“How an algorithm can fight election bias so every vote counts” By Brian Olson (It is titled differently on YouTube but it is the same video)
In Brian Olson’s TED Talk, he spoke about how human-made congressional districts are often racially or partisanly biased and proposed his computer algorithm as a way to mitigate this issue. The main points of the speech included defining gerrymandering with a divided array as an example, showing how gerrymandering is implemented in real-world cases (Florida and North Carolina), and finally demonstrating how his compactness algorithm helps to fix the gerrymander. Although this topic is something I am already fairly knowledgeable on, I did find his explanation of compactness and his algorithm to be illuminating, and it helped me to get a deeper understanding of how compactness algorithms work in relation to population size/density.

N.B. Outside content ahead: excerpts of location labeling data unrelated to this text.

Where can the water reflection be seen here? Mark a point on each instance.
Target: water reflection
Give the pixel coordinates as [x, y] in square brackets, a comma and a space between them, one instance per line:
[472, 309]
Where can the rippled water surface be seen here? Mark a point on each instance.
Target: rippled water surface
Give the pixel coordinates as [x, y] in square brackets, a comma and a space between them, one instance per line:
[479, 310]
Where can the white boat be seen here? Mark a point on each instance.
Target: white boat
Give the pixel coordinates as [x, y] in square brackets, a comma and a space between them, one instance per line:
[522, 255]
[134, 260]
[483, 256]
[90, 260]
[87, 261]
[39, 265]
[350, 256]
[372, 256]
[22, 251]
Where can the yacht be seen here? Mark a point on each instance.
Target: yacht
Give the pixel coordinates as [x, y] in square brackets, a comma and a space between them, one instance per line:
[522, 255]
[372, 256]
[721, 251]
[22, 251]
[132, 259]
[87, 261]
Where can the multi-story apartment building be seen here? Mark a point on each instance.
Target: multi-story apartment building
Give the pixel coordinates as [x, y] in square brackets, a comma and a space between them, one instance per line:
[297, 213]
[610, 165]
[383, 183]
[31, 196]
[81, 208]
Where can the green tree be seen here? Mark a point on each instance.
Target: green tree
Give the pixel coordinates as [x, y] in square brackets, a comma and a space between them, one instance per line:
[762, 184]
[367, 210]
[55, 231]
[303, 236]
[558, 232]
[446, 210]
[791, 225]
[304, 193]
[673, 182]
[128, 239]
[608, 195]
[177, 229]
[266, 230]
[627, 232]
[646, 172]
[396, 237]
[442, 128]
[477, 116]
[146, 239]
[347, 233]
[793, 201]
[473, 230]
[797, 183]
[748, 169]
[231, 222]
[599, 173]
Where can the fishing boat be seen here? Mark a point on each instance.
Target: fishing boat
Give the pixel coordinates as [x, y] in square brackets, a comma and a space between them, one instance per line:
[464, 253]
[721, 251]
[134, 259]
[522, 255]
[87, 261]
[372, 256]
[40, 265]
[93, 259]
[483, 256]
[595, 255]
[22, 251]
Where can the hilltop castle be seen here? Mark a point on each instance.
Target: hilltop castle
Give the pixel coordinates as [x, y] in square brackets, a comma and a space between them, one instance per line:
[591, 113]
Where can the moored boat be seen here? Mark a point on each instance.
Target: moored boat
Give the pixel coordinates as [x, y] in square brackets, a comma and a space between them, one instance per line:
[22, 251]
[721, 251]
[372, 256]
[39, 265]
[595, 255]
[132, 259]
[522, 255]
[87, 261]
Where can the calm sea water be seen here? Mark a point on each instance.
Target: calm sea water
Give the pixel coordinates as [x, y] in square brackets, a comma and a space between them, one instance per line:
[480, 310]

Olson was one of the more obviously nervous TED speakers I have seen, but he was still able to communicate his message to the audience effectively. Although he may have stumbled over a few words, Olson sounded very knowledgeable about the topic, adding ethos to his argument and making the audience trust his algorithm. Olson also used a more conversational/storytelling style, which differentiates a TED Talk from a normal speech. Instead of simply delivering a memorized script, it felt like Olson was explaining the topic to a friend or colleague. This made a potentially complicated or confusing topic accessible to the broader audience.